Essas propostas podem causar a alguns de nós, além de incompreensões, possíveis e verdadeiras resistências. Essas atitudes são compreensíveis se considerarmos a caminhada histórica da Igreja, que, por mais de um milênio, peregrinou sem escutar a quase ninguém além sua própria hierarquia (uma Igreja ensimesmada, autorreferencial, no dizer do papa Francisco). Caminho sinodal é caminho de escuta, escuta do outro, do diferente, do que tem suas críticas e contestações a apresentar. Por isso mesmo nos incomoda, nos assusta, às vezes, e gera medos que redundam em não aceitação. Mas, sobretudo, é um caminho que se fundamenta na prática de Jesus relatada pelo Evangelho, vivida de forma intensa nos primeiros séculos da fé cristã. É um caminho que traz para o interior da Igreja o colorido natural da rica diversidade cultural querida por Deus.
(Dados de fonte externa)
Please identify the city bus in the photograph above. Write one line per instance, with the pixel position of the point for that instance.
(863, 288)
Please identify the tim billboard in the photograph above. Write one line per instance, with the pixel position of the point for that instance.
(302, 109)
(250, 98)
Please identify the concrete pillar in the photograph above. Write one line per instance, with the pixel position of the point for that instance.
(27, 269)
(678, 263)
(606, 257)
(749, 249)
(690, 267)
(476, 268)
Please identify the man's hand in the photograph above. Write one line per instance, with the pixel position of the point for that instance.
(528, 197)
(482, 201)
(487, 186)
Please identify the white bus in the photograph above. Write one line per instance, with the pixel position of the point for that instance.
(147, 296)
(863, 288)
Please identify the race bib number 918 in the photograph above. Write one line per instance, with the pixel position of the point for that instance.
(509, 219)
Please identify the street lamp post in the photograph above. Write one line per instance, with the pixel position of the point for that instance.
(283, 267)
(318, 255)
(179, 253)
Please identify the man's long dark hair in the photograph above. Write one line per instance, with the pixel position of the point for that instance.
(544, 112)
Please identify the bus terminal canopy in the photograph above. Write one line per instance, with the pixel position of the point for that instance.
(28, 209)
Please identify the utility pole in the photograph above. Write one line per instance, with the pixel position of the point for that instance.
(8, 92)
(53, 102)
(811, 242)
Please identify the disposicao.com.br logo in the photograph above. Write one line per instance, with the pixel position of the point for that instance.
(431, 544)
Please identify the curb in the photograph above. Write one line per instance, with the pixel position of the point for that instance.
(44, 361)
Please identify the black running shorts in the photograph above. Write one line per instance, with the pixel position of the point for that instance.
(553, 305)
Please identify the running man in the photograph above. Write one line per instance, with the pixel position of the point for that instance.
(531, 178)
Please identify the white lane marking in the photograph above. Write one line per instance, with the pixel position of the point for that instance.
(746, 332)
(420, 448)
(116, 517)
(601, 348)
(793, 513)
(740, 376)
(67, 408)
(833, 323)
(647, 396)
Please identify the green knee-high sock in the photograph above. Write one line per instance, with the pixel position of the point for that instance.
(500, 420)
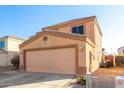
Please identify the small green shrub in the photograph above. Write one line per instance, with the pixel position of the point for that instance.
(81, 80)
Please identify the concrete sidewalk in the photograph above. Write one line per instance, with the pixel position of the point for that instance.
(15, 79)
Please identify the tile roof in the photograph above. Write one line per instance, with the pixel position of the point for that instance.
(12, 36)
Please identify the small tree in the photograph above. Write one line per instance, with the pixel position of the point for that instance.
(15, 61)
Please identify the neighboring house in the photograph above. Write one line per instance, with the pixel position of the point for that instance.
(9, 47)
(72, 47)
(121, 50)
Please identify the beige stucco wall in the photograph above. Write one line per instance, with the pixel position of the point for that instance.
(56, 41)
(5, 40)
(11, 48)
(93, 44)
(13, 44)
(88, 28)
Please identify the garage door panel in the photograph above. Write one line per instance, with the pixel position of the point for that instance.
(51, 61)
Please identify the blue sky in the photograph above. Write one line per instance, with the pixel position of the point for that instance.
(25, 21)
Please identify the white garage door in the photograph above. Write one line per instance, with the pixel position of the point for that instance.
(60, 60)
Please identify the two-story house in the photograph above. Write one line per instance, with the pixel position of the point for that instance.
(71, 47)
(9, 47)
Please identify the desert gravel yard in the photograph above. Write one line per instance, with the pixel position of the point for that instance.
(103, 78)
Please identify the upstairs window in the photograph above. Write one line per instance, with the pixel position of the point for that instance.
(2, 44)
(78, 29)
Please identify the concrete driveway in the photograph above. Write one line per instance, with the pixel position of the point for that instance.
(16, 79)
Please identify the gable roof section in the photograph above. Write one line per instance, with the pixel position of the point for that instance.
(85, 19)
(54, 33)
(15, 37)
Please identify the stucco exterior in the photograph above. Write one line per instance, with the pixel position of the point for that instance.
(121, 51)
(10, 49)
(60, 37)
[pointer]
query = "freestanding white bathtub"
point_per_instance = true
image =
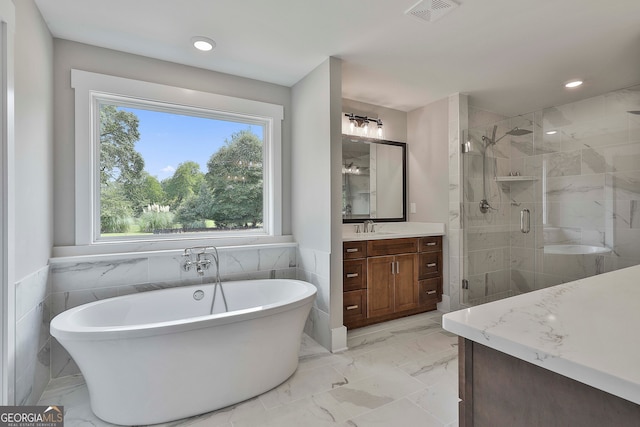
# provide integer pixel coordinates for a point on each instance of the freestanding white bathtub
(159, 356)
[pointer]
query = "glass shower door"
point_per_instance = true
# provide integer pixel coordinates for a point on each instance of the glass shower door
(501, 224)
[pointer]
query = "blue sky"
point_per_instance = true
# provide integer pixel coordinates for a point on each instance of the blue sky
(167, 139)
“Com o lema ‘Somos todos discípulos missionários em saída’, somos chamados a iniciar juntos um caminho em direção à Primeira Assembleia Eclesial da América Latina e do Caribe. Fazemo-lo como Povo de Deus, em comunhão com o Papa Francisco, que em sua videomensagem de 24 de janeiro de 2021 nos encorajou a percorrer este caminho: ‘Quero estar convosco neste momento e na preparação até novembro… é a primeira vez que isto se faz…. Acompanho-vos com as minhas orações e bons votos, avançai com coragem’! Assim, a nossa Assembleia não é apenas de bispos ou de uma elite, como o Santo Padre também menciona: ‘elites iluminadas de uma ideologia ou de outra’, mas de todo o Povo de Deus. Daí o seu carácter sinodal, que significa literalmente “caminhar juntos”: leigos, leigas, religiosos e religiosas, diáconos, seminaristas, sacerdotes, bispos e todas as pessoas de boa vontade que desejam fazer parte deste caminhar em comunidade”. (Documento do Caminho, Assembleia Eclesial da América Latina e do Caribe, n. 1)

Para a Igreja Católica, quer a universal, a latino-americana ou a local-diocesana, fazer um caminho sinodal é pôr-se a ouvir, no sentido completo da palavra, todas e todos. Ouvir os cristãos leigos e leigas, ouvir as mulheres e os homens, ouvir os não participantes, ouvir os de outras pertenças eclesiais e religiosas; ouvir a sociedade, as instituições e as culturas. E poderíamos perguntar-nos: por que devemos ouvi-los, o que têm elas/es a nos dizer? Aos que são batizados, devemos ouvir porque são a Igreja. Aos que não são batizados, porque, se querem dizer algo à Igreja, é porque ela lhes é relevante ou os incomoda e, além disso, o diálogo é sempre uma forma de missão. É preciso ouvir sempre com coragem e com audácia. Coragem e audácia de quem tem segurança em sua própria fé, nas diversas formas de formulá-la, organizá-la e vivê-la, e está disposto a aprofundá-la e purificá-la no diálogo maduro com o outro. Essa coragem e audácia são necessárias para que o caminho sinodal não se restrinja a eventos de estudos da realidade, da teologia e das propostas de ação. mas que se torne uma prática do dia a dia na vida diocesana, paroquial comunitária, das pastorais e movimentos. Uma prática transformadora!

Caminhemos sem medo. Acolhamos o amor do Pai, sigamos o exemplo do Filho, que se fez gente, e deixemo-nos conduzir pelo Espírito de liberdade!